ICICI Securities expects Airtel to lead subscriber addition in the third quarter (Q3FY21) aided by churn at Vodafone Idea and challenges faced by Jio due to the farmers’ protest. “The reported ARPU is likely to witness around 2 per cent sequential growth at Rs 165, aided by higher data-based usage upgrades,” the brokerage said in a results preview.
The brokerage, which has ‘buy’ rating on Airtel with a target price of Rs 700, estimates Airtel’s India wireless revenues to witness 5.3 per cent sequential growth to Rs 14,565 crore in Q3. India non-wireless revenues traction may also remain robust, especially broadband and enterprise. Operating profit margins of India operations are estimated to decline 100 bps sequentially to 44.8 per cent, owing to tower exclusion (but up 50 bps on adjusted basis). Africa business margins are expected to be stable sequentially at 45 per cent. Among key monitorables are commentary on ARPU trajectory and non-wireless business growth.

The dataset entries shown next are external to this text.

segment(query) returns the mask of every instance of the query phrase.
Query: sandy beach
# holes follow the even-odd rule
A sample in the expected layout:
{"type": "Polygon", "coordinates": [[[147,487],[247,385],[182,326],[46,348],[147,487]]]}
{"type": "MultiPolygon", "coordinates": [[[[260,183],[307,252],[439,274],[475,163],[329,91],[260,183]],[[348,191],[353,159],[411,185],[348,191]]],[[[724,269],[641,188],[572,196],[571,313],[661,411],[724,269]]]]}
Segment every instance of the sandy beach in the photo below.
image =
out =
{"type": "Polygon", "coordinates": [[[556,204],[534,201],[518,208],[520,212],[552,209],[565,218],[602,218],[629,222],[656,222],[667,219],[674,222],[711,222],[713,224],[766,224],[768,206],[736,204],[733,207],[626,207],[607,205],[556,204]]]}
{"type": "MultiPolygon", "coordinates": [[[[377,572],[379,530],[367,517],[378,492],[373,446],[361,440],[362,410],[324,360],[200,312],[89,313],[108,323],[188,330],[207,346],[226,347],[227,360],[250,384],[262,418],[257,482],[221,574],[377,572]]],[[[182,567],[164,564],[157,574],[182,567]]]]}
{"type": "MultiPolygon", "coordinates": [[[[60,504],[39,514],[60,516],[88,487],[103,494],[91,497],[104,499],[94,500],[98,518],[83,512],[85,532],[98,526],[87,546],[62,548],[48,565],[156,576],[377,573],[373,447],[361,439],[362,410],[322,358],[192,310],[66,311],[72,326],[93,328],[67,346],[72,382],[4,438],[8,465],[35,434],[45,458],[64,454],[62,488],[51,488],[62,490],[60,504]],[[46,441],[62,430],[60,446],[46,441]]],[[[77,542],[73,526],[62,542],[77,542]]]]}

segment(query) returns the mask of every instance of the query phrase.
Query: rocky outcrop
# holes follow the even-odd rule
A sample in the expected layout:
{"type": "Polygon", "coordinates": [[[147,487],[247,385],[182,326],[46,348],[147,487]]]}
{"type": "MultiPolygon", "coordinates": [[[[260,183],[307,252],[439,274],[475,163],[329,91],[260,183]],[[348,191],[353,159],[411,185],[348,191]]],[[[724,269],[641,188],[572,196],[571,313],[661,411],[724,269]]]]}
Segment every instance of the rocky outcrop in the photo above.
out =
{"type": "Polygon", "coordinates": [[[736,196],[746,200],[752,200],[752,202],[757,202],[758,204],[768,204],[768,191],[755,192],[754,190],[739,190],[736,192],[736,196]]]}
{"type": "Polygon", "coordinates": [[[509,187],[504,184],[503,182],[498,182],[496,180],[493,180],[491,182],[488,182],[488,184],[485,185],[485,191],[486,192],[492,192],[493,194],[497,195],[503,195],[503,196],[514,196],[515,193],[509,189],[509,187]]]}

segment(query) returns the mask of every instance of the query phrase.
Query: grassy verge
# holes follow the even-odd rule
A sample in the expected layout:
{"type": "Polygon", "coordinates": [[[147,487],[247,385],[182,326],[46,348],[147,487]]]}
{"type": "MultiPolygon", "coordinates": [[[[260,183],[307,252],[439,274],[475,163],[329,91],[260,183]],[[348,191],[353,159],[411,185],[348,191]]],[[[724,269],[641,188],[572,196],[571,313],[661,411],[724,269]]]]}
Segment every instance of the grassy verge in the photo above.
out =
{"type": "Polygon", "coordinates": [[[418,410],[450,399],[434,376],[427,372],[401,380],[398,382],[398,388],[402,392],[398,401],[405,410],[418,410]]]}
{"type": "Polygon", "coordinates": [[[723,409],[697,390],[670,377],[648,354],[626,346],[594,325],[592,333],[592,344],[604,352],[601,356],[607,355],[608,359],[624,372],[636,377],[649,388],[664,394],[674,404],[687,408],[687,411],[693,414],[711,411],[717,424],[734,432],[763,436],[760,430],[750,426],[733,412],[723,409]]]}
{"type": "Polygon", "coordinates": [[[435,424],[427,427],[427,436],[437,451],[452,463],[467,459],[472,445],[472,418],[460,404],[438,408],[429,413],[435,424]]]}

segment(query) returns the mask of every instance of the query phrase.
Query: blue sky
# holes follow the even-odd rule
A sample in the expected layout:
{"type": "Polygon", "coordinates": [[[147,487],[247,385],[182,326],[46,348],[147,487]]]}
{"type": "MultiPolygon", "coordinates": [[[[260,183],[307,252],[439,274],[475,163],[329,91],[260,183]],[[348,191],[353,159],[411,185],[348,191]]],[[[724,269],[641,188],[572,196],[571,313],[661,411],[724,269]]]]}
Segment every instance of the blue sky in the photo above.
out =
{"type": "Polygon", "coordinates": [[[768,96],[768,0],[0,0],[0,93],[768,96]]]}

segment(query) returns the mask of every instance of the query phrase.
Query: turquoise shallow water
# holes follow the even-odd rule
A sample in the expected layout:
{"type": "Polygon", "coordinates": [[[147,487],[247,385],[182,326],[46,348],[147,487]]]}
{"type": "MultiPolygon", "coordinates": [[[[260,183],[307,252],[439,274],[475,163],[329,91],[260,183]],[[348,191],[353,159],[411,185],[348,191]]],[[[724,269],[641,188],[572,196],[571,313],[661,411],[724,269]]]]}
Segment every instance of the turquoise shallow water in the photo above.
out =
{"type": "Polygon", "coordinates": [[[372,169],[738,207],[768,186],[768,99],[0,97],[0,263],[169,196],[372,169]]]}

Analysts at CLSA are also bullish (target price Rs 730) on the company’s growth outlook due to revenue market share gains, healthy 4G subscriber additions, ARPU growth and healthier balance sheet position. “In 2021, 35 per cent growth in Airtel’s data subscribers and tariff hikes will lead to continued growth,” they note. They expect Airtel’s consolidated Ebitda to grow at a compound annual growth rate of 16 per cent during FY21-FY23, driven by a 25 per cent hike in tariffs, and ARPUs to rise from Rs 163 to Rs 191 in this period.
On Wednesday, the company also said Amazon has launched its global first mobile-only Prime Video plan in India through Airtel. Analysts believe such initiatives could help expand customer base, and add incrementally to ARPUs, apart from helping to retain competitive advantage.
To sum up, the AGR (adjusted gross revenue) verdict, index rebalancing and tariff wars have been key overhangs for the stock in the past few quarters. Valuations too have been at a steep discount to Airtel’s historical average. However, with most negatives already discounted, experts say valuations appear attractive despite gains in the past two months.
Based on FY22 estimates, the stock trades at an enterprise value to Ebitda of 8.5 times, a discount to its five-year average of 9.1 times. According to Bloomberg, all 32 analysts covering the stock have a ‘buy’ recommendation with a 12-month consensus target price of Rs 679, indicating a potential upside of 17.5 per cent from the current price of Rs 578.25.